Ruby sedang berdiri di depan jendela yang terbuka lebar, menampakkan pepohonan lebat Dark Forest. "Sejak kapan kau mulai belajar bela diri?" tanyanya.
"Sejak berumur 10 tahun." Boo menahan langkahnya yang hampir beranjak setelah meletakkan kue di meja.
"Berapa umurmu sekarang?" Ruby berbalik dan bersandar pada kusen jendela.
"17 tahun," jawab Boo.
"Sangat muda." Ruby memiringkan kepala.
"Jangan mengatakan aku masih terlalu muda. Di kerajaan, pria seusiaku telah memiliki istri dan anak." Hal yang paling Boo benci adalah ketika seseorang mengatakan dia masih muda dan memperlakukannya seperti anak-anak.
"Oh, apakah kau sudah menikah?" Ruby sedikit terkejut.
"Tidak, aku adalah Pengawal Pangeran Mahkota, menikah hanya akan membuat pikirkanku yang seharusnya murni untuk melindungi Yang Mulia Azure terbagi." Boo berkata dengan keyakinan penuh.
Ruby tersenyum tipis. "Aku suka kegigihanmu." Dia mengunyah kue kering di tangannya. "Yang berlatih di tengah malam di halaman belakang kau bukan?"
Boo tercengang, tidak menyangka bahwa seseorang menyadari latihan malamnya. Akhir-akhir ini, Boo memang sedikit kurang percaya diri dengan kemampuannya, terlebih setelah di kalahkan dengan telak oleh Ruby di hutan waktu itu. Karena itulah dia mulai bangun di tengah malam, di saat semua orang menjelajah di dunia mimpi untuk mengasah kemampuan bertarungnya.
"Mau berlatih denganku?" Ruby melambaikan tangannya ke arah Runa dan pedang itu langsung melesat ke dalam genggamannya.
Boo mundur selangkah dan menelan ludah. "Keterampilan kita tidak sebanding, aku hanya akan di pukuli jika berlatih denganmu."
Ruby tertawa pelan, mendetingkan suara lembutnya hingga ke telinga Boo. "Aku hanya sedang bosan dan mencari sesuatu yang bisa di lakukan, jika kau membutuhkan seseorang untuk menunjukkan di mana letak kesalahan dan kelemahanmu dalam bertarung, aku bisa melakukannya."

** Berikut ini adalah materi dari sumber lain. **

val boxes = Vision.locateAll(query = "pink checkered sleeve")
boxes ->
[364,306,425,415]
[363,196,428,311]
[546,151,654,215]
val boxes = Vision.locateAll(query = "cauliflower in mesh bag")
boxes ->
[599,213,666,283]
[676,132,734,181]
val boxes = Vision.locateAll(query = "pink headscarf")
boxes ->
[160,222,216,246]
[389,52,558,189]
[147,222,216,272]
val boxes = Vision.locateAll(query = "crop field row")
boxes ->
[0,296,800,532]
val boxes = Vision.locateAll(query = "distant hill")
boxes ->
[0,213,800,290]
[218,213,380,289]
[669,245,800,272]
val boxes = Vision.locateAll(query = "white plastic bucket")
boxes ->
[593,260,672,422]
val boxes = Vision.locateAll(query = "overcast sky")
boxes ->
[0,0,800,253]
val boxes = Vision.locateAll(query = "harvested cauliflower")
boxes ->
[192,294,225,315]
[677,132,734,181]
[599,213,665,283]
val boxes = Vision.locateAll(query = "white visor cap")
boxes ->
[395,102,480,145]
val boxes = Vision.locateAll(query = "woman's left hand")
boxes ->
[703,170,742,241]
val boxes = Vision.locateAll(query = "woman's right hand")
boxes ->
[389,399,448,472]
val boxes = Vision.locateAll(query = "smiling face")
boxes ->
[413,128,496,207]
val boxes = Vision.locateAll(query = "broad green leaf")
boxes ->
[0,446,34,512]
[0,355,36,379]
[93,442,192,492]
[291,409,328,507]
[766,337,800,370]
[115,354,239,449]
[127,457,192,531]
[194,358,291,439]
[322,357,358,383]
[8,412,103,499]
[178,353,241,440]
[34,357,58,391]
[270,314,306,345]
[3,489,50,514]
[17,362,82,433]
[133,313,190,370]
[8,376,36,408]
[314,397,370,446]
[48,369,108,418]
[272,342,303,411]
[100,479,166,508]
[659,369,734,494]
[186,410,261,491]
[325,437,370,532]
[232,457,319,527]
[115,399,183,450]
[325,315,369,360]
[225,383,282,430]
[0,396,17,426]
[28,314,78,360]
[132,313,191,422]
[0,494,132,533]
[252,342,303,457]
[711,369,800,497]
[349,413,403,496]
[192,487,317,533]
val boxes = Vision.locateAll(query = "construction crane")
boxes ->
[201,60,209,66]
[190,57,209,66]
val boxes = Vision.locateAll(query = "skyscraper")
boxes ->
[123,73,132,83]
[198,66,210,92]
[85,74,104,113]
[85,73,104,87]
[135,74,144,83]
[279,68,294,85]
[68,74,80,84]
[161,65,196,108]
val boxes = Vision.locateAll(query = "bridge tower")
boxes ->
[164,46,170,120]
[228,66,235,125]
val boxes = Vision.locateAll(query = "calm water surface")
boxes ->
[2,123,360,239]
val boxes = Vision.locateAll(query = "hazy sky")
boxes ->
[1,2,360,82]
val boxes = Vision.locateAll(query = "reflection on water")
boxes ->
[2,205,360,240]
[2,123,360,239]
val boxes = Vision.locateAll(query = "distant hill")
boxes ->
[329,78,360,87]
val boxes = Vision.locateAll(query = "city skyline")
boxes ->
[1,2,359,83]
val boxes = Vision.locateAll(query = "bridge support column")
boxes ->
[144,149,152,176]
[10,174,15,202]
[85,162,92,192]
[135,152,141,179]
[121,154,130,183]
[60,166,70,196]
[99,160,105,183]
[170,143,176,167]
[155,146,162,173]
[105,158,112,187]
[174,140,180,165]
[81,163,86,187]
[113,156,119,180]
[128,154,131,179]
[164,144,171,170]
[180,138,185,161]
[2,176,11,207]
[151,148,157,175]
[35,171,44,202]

"Benarkah?" Mata Boo tiba-tiba berbinar terang. Sejujurnya, dia mengagumi teknik bela diri Ruby, dan beberapa kali berpikir untuk meminta gadis itu mengajarinya beberapa hal namun tidak berani mengatakannya. Siapa sangka, gadis itu akan tiba-tiba menawarkan diri.
"Ya, sebagai ucapan terima kasih karena telah membuatkan kue yang sangat enak."
"Terima kasih." Boo membungkuk beberapa kali.
"Aku menunggumu di pinggir sungai." Ruby kemudian menekan tangannya di kusen jendela dan melompat turun.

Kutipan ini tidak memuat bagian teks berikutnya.